Among the two lncRNAs in the model, lncRNA BBOX1-AS1 promotes the progression of gastric, colorectal, and cervical cancer through the ceRNA pathway. 49 –51 Synaptotagmin-1 (SYT1), which is significantly associated with BBOX1-AS1, can promote colon cancer cell proliferation, migration, and invasion. 52 LncRNA FOXP4-AS1 plays an important role in the progression of some cancers, such as osteosarcoma, prostate cancer, and gastric cancer. 53 –57 Similarly, lncRNA FOXP4-AS1 can be predictive of poor prognoses in CRC patients. 58 One of the three most positively significant mRNAs associated with FOXP4-AS1, that is, SLC25A26, which is downregulated owing to gene promoter hypermethylation, can promote cancer cell survival and proliferation. 59 However, the potential mechanisms of these two lncRNAs in CRC require further exploration.
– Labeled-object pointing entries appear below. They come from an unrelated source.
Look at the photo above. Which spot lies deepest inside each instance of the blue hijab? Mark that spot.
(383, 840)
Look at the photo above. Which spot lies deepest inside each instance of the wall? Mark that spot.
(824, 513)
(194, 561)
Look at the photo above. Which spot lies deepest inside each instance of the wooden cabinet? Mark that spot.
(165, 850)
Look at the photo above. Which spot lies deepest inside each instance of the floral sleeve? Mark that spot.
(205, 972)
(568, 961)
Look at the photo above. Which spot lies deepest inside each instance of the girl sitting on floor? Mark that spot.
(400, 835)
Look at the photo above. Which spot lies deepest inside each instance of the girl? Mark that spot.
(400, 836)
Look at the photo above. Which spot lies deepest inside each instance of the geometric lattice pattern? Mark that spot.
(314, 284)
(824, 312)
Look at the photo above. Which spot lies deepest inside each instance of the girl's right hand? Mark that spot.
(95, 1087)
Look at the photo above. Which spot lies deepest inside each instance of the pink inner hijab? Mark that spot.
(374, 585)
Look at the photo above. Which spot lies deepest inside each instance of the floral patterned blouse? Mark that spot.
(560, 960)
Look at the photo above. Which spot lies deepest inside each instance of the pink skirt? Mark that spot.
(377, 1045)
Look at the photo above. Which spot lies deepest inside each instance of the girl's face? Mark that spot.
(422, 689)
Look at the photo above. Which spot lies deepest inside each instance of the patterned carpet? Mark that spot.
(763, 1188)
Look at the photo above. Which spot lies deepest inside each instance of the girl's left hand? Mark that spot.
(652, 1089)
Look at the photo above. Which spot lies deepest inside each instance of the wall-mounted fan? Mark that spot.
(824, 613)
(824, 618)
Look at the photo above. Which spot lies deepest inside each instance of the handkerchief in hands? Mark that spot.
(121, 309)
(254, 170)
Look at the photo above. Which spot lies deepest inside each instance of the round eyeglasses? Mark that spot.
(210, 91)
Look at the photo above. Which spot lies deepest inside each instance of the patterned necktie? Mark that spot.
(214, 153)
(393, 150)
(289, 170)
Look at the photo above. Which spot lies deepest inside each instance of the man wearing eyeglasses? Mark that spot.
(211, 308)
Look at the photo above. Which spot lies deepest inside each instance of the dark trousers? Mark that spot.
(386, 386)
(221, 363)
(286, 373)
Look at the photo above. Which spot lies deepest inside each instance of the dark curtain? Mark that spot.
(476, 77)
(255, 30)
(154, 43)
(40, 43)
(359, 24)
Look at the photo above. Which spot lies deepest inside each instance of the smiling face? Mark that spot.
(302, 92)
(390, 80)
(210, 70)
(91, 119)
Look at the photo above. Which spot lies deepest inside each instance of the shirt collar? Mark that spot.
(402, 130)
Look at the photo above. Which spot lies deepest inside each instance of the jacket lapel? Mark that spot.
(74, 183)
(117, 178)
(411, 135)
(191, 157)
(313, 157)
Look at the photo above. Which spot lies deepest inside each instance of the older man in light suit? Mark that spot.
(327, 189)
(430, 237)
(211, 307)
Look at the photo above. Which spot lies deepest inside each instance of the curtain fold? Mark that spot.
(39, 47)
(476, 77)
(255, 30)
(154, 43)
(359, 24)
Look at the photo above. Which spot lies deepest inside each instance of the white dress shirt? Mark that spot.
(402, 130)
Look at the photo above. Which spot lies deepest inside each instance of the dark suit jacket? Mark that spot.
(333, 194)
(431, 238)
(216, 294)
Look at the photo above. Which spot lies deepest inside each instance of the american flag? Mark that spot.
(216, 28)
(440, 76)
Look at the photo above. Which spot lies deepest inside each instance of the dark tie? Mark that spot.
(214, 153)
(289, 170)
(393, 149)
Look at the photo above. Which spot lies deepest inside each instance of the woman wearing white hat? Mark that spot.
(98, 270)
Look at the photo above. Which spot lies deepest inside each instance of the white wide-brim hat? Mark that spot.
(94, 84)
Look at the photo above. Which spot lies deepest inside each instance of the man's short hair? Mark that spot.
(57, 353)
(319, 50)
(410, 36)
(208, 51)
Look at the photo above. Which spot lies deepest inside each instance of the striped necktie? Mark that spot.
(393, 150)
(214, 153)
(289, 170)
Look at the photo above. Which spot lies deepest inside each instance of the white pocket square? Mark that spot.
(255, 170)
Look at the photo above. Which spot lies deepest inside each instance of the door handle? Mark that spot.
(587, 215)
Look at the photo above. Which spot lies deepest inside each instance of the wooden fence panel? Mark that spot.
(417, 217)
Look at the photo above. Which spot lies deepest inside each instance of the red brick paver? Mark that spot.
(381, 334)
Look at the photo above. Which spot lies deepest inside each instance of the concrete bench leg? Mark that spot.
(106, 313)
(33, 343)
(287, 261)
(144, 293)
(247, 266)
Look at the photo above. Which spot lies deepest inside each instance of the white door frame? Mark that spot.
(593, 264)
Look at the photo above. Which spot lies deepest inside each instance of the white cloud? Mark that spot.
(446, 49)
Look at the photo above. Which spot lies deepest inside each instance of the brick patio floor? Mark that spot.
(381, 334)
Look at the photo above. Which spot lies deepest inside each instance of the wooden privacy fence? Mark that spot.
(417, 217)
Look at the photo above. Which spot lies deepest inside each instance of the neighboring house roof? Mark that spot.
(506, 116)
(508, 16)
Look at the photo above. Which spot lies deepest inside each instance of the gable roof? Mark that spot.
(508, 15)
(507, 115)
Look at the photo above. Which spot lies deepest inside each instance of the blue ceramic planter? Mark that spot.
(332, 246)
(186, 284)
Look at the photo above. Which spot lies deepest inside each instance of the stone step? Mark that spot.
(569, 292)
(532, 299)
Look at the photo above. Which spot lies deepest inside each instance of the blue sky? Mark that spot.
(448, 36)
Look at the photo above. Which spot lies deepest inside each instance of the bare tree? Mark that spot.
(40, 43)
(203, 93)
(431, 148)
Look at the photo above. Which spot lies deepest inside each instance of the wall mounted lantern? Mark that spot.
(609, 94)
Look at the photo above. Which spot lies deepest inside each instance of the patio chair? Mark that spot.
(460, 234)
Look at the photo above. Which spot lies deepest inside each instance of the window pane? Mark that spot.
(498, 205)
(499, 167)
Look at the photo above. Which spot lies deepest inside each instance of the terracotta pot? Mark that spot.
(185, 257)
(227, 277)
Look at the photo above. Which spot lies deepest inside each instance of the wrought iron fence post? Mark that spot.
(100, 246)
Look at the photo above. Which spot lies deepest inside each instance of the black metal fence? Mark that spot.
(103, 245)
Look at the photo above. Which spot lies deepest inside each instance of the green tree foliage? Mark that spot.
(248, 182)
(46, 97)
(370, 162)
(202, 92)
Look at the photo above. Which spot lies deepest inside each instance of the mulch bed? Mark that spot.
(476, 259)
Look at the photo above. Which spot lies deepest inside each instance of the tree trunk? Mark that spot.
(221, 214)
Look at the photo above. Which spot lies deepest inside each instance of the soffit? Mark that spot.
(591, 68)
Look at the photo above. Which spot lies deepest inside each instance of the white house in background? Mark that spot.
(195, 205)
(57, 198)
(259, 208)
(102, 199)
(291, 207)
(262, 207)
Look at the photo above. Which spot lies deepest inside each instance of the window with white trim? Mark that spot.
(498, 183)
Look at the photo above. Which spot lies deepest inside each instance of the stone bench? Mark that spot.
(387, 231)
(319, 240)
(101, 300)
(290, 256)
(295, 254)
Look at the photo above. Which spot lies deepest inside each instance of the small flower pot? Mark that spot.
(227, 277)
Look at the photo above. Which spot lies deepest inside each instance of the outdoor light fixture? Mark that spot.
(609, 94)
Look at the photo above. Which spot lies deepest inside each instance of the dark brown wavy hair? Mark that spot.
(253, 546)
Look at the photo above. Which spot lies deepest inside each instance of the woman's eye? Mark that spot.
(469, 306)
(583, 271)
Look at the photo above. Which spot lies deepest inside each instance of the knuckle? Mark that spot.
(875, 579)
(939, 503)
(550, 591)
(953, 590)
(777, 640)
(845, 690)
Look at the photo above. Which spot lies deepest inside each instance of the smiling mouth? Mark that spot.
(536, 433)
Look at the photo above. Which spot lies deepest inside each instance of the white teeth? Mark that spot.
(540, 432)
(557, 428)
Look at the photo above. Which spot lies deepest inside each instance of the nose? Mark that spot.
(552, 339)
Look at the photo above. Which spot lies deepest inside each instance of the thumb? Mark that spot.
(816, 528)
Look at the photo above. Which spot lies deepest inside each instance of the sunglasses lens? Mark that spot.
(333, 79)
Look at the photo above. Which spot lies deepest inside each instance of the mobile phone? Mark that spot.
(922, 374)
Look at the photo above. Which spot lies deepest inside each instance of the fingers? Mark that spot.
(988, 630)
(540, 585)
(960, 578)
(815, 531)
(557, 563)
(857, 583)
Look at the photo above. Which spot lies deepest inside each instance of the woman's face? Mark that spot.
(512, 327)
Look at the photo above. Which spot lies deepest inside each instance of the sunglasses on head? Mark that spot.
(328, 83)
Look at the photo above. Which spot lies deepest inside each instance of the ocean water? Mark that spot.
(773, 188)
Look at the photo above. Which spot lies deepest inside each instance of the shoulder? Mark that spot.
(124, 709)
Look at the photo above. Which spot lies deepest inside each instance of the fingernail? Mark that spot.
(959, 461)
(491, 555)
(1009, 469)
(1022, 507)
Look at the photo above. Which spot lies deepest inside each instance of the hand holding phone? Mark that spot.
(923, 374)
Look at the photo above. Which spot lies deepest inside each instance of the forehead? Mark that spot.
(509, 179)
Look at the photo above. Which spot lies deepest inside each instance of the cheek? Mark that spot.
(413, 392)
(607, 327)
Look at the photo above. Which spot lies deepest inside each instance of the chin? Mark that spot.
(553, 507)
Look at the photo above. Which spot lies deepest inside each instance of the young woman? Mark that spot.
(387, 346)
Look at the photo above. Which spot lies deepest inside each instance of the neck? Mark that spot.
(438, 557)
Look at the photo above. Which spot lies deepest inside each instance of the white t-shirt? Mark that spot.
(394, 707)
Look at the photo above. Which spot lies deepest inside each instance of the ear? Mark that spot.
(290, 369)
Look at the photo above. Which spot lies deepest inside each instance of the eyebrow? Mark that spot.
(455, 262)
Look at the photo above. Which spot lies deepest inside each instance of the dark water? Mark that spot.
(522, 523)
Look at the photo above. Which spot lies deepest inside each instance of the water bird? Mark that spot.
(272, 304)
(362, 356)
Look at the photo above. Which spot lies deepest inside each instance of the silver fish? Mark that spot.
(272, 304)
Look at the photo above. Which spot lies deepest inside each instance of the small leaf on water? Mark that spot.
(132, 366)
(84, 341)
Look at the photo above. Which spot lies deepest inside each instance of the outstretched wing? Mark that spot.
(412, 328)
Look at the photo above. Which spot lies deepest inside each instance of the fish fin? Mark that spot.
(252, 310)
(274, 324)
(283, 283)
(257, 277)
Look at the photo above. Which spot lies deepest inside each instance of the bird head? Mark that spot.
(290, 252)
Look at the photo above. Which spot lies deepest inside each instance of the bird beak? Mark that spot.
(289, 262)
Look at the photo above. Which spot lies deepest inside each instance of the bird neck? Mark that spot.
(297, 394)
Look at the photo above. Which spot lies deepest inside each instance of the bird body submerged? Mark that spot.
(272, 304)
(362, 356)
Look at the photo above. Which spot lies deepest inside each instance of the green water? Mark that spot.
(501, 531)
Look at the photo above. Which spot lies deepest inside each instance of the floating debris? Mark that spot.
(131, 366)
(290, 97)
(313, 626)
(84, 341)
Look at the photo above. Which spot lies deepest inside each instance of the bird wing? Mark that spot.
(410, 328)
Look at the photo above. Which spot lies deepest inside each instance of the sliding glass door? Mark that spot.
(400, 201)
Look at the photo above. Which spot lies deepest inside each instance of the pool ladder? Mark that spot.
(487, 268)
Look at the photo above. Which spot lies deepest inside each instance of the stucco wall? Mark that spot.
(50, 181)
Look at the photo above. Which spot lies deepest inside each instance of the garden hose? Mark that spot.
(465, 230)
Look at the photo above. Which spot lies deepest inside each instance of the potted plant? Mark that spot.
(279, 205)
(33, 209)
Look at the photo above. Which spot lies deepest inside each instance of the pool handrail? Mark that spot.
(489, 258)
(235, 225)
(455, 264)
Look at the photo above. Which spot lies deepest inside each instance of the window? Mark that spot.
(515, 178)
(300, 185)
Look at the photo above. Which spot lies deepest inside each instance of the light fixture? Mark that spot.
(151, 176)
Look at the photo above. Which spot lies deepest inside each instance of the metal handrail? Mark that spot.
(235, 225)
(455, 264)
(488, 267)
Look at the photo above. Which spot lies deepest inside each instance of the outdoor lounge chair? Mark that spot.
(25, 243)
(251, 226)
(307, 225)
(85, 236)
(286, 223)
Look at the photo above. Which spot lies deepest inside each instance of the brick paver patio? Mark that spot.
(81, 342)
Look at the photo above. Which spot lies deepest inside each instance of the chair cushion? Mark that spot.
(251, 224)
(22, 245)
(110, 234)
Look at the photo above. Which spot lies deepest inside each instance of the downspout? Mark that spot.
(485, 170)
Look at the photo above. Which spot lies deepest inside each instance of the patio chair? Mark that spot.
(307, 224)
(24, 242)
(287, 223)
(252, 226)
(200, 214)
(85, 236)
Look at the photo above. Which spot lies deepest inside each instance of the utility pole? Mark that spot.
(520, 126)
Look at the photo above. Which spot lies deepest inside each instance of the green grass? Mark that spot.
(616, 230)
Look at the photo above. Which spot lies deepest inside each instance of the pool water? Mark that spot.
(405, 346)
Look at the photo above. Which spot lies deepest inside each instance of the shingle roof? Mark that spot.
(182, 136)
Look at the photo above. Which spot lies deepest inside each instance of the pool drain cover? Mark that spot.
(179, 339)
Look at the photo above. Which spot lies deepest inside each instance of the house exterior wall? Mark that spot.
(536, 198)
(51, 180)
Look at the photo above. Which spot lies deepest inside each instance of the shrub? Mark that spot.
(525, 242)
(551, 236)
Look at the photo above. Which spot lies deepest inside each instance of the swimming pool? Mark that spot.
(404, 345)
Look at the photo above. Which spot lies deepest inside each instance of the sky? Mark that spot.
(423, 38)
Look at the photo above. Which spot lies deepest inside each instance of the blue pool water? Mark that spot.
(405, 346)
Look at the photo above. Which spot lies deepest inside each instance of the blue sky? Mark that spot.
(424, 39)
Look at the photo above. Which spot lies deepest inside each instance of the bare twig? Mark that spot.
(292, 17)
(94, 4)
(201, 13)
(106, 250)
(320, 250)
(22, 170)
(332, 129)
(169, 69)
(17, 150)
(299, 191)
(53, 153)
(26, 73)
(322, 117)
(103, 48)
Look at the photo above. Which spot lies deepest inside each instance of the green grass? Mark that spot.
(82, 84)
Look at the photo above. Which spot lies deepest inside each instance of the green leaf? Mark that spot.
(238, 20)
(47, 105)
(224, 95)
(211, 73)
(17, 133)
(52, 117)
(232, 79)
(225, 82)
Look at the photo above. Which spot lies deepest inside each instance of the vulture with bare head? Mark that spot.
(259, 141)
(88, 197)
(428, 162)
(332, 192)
An advantage of our study is the use of many methods and tools along with systematic bioinformatics methods to process a large amount of data. Nevertheless, there were some shortcomings. First, there were differences in the sample sizes of the GEO and TCGA datasets. In addition, the prognostic model only incorporated lncRNA expression and did not consider the prognostic impact of other gene changes, such as micro RNA (miRNA) and mRNA expression. In the future, we expect to collect new samples and follow-up data. Moreover, we expect to further explore the mechanism at the molecular biological level while considering more factors that may affect prognosis to construct a more robust and reliable prognostic prediction model, which should be compared with traditional classical prognostic models for clinical application.
In conclusion, we constructed a two-lncRNA model, including lncRNA FOXP4-AS1 and lncRNA BBOX1-AS1, for predicting CRC prognosis. The two-lncRNA model could accurately predict CRC prognosis. In addition, these two lncRNAs could be involved in several pathways associated with CRC progression.
Data Availability Statement
The datasets analyzed during this study are available from the corresponding author upon reasonable request.
Footnotes
Disclosure Statement
No competing financial interests exist.
Funding Information
This work was supported by grants from the Suzhou Science and Technology Development Plan (SYS2019007, SYSD2019023) and Changshu City Science and Technology Development Plan (CS201910).